Cocoa computes in double precision; a few bandwidth-sensitive fields are stored in single precision internally (see Numerical Methods). This is built in and requires no configuration, so there is a single build per architecture rather than separate precision variants.

Image Families and Naming

Cocoa images are split into three families by accelerator toolchain, identified by the tag suffix. <tag> is the Cocoa release (for example latest or a version such as 1.0):

Image

Hardware

Base

cocoaorg/cocoa:<tag>-cpu

CPU only (x86-64 and ARM64)

Ubuntu

cocoaorg/cocoa:<tag>-cuda

NVIDIA GPUs (CUDA)

nvidia/cuda (Ubuntu)

cocoaorg/cocoa:<tag>-rocm

AMD GPUs (ROCm/HIP)

rocm/dev-ubuntu

The families are kept separate because the CUDA and ROCm toolkits are mutually exclusive at the hardware level and each is large; a host is either NVIDIA or AMD, so a combined image would only add bloat. Splitting the CPU build out of the GPU images also keeps CPU and CI users from pulling a multi-gigabyte GPU toolkit they will never use.

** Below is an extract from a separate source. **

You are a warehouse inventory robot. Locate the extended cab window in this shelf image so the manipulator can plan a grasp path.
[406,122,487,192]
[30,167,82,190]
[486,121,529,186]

The -cpu image is a single multi-architecture tag: it carries both linux/amd64 and linux/arm64 variants behind one name, and docker pull automatically selects the one matching your host. The ARM64 variant runs natively on Apple Silicon Macs through Docker Desktop, as well as on AWS Graviton, Ampere Altra, and NVIDIA Grace.

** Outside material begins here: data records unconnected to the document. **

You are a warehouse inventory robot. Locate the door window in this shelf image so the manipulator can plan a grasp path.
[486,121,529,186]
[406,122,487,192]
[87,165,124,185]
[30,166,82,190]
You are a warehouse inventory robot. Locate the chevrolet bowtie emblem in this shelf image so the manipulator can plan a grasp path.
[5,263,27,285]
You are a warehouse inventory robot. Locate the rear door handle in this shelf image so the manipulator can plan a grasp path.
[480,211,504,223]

The -cuda and -rocm images are GPU-only: they do not include a CPU fallback build. Use the -cpu image to run on a node without a supported GPU.

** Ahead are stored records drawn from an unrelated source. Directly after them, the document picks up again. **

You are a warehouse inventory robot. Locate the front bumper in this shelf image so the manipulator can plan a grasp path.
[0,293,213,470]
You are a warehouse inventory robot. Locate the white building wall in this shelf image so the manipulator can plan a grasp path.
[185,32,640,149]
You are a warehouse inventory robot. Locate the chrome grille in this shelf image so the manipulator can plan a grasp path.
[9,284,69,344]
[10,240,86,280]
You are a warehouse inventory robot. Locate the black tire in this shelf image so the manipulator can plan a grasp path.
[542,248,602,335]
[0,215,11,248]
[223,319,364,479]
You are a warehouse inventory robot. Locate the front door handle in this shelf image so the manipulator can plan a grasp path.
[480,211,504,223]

The Trilinos base images follow the same convention: cocoaorg/trilinos_base:<tag>-cpu, -cuda, and -rocm.

Supported Architectures

CPU (-cpu image, x86-64 and ARM64):

Architecture

Backend

ISA tuning

serial

Single-threaded

Haswell (x86-64) / Neoverse-N1 (ARM64)

openmp

Multi-threaded

Haswell (x86-64) / Neoverse-N1 (ARM64)

NVIDIA GPUs (-cuda image):

Architecture

Hardware

Compute Capability

volta70

NVIDIA Volta (V100)

7.0

turing75

NVIDIA Turing (T4)

7.5

ampere80

NVIDIA Ampere (A100)

8.0

ampere86

NVIDIA Ampere (A10)

8.6

ada89

NVIDIA Ada (L40S)

8.9

hopper90

NVIDIA Hopper (H100)

9.0

blackwell100

NVIDIA Blackwell (B100)

10.0

AMD GPUs (-rocm image):

Architecture

Hardware

GFX ISA

mi300

AMD Instinct MI300X / MI300A

gfx942

mi200

AMD Instinct MI210 / MI250 / MI250X

gfx90a

Within an image, the variant name is simply the architecture name, e.g., ampere80, mi300, or openmp.

Running the Container

CPU (x86-64 or ARM64, auto-selected):

docker run -it -v $(pwd):/workspace cocoaorg/cocoa:latest-cpu

NVIDIA GPU (requires the NVIDIA Container Toolkit):

docker run -it --gpus all -v $(pwd):/workspace cocoaorg/cocoa:latest-cuda

AMD GPU (requires the ROCm kernel driver on the host):

docker run -it --device=/dev/kfd --device=/dev/dri \
    --group-add video --security-opt seccomp=unconfined \
    -v $(pwd):/workspace cocoaorg/cocoa:latest-rocm

The -v $(pwd):/workspace flag mounts your current directory into the container’s working directory so Cocoa can access your mesh and configuration files.

Selecting a Variant

Each image bundles the variants for its own family and selects a sensible default: the -cpu image defaults to serial, while the GPU images default to a representative architecture (ampere80 for -cuda, mi200 for -rocm). Use the select_cocoa command to switch at runtime:

# List the variants available in this image
source select_cocoa --help

# NVIDIA: select the A100 backend (in the -cuda image)
source select_cocoa ampere80

# AMD: select the MI300 backend (in the -rocm image)
source select_cocoa mi300

# CPU: select the multi-threaded build (in the -cpu image)
source select_cocoa openmp

# Verify selection
which cocoa

A variant exists only in the image for its family – for example ampere80 is present only in -cuda and mi300 only in -rocm. The selection persists for the duration of the shell session. To set it at launch, pass the COCOA_ARCH environment variable:

# Run on an A100
docker run -it --gpus all -e COCOA_ARCH=ampere80 \
    -v $(pwd):/workspace cocoaorg/cocoa:latest-cuda

Running a Simulation

Once inside the container with the appropriate architecture selected:

cocoa -i your_config.yaml

An example simulation is included in the container at /opt/cocoa/examples:

cp -r /opt/cocoa/examples/* .
source select_cocoa serial
cocoa -i simple.yaml

See Quick Start for details on configuration files and expected output.

Converting ADCIRC Meshes

The container includes the cocoa_mesh_tools.py utility for converting ADCIRC model files to Cocoa’s NetCDF mesh format. Python 3 with netCDF4 and numpy are pre-installed.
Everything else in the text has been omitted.